Maintain platforms after launch by measuring and monitoring availability, performance, and overall system status.
Run the production environment by monitoring data availability, latency, and quality, taking a holistic view of system health
Develop the product with emphasis on the link between the end-user and the Product owner;
Troubleshoot, assess and resolve operational challenges and support escalation. Recover platforms during production incidents to meet targeted SLO with the end-users as a priority;
Compile blameless Postmortems with a focus on improving performance moving forward;
Work on the Error Budget with the Product Owner to implement the needed features;
Perform cyclic maintenance and updates of the operational landscape (software versions, patches, support for SW/HW maintenance activities of the provider, etc.);
Proactively identify and implement operational improvements for processes, performance, and reliability;
Handle operations related to monitoring/alerting of SLA-critical production platforms, resolving issues and manual intervention (close cooperation with software development and Ipsos Dev teams);
Ensure reliable operation of applications for projects across the organization, also influence shaping our delivery and mindset, so that IT and good business are aligned;
Provide active support during the design and guidance of developing new services for our platforms. Work as a senior member of a Scrum team;
Participate in the development and execution of the SRE strategy;
Apply the mindset and practices of the software engineer.

Requirements:

4+ years of experience, including DevOps, Software Engineering Site Reliability Engineer (SRE), and on-call rotations, working on highly scalable distributed systems
1+ years of experience with Power Shell scripting and Python
Bachelor’s or master’s degree in computer science or related fields or equivalent experience
Experience working with monitoring systems Zabbix, Prometheus, or similar
Experience using Code Version Control like Git
Experience with orchestration/automation tools (Ansible, Terraform, Packer, etc.)
Experience with container technologies (Docker, Kubernetes)
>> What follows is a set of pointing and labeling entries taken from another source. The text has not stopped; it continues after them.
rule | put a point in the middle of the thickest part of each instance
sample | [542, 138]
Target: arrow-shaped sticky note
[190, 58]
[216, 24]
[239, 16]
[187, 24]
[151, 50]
Experience deploying code using CI/CD tools like GitHub within change management procedures
Experience of working with Jira
Cloud-native application development and Cloud Technologies in GCP, AWS, or Azure
Strong understanding of cloud concepts, on-premises infrastructure, and platforms;
Proven ability to quickly learn new technical domains and then train others;
Great verbal and written communication skills;
Knowledge of web security, networking, and application architecture.